Ich bin bisher eigentlich ein Windows-Fan. Weil Windows die Welt einfach einfach macht. Man muss für Treiber nicht lange suchen, fast alle Programme funktionieren auf Anhieb, man muss nicht viel rumdoktorn, ...

Für die Arbeit nutze ich aber einen Linux-Rechner (Chromium OS). Und mir fiel dabei auf: Viel Software muss man ja gar nicht mehr auf dem Rechner installieren. Wir haben auch auf der Arbeit Microsoft Office - nicht auf dem PC, aber über die Browser-Version und auch viele andere Sachen kann man heute ja übers Internet laufen lassen.

Bei Linux fände ich besonders den Datenschutz interessant und die Tatsache, dass man am Aussehen sehr viel Freiraum hat, den man bei Windows so gut wie gar nicht hat.

Ich habe aber Angst bei einem Umstieg Probleme zu bekommen. Z.B habe ich eine Bluetooth-Box und ich hörte, dass Bluetooth auf Linux-Systemen oft Probleme macht: ja, das ist für mich ein wichtiger Faktor. Ohne meine JBL geht hier nichts!

Ich würde mich über ein paar Tipps, Infos und Erfahrungen freuen. :)

Ein bisschen zu meinem Nutzerverhalten: Ich bin hauptsächlich am PC um Filme/Serien zu schauen, Youtube.
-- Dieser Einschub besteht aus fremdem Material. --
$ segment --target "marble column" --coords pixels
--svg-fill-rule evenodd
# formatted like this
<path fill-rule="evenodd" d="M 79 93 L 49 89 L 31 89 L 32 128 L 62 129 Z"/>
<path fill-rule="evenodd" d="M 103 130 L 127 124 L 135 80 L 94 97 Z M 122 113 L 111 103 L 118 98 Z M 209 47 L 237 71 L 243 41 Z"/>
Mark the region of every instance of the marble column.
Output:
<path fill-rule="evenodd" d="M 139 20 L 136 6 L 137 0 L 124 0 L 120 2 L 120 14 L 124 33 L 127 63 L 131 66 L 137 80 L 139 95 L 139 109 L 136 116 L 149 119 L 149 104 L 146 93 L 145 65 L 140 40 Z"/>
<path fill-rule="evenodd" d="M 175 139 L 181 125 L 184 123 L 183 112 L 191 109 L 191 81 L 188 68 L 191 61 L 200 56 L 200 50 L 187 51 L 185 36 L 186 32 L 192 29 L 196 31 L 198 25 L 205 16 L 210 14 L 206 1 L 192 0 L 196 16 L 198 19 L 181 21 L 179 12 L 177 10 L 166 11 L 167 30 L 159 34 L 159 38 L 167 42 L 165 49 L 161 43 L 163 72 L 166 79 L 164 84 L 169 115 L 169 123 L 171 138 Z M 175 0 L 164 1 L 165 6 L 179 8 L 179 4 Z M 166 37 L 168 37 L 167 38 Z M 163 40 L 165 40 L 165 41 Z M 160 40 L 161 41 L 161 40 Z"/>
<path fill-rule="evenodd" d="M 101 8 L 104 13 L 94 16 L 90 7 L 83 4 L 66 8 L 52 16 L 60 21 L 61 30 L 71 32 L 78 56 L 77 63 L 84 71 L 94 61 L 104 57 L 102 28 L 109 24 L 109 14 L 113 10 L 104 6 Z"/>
Ich programmiere ein wenig (PHP). Ich habe zwar einen "Gaming-PC", spiele aber eher selten (meist auch eher ältere Spiele) - natürlich habe ich aber sehr aktuelle Hardware (das älteste Teil ist von 2019 glaube ich). Sonst brauche ich eigentlich nur ein paar Office-Funktionalitäten: Vernünftiger E-Mail Client, Word und Excel.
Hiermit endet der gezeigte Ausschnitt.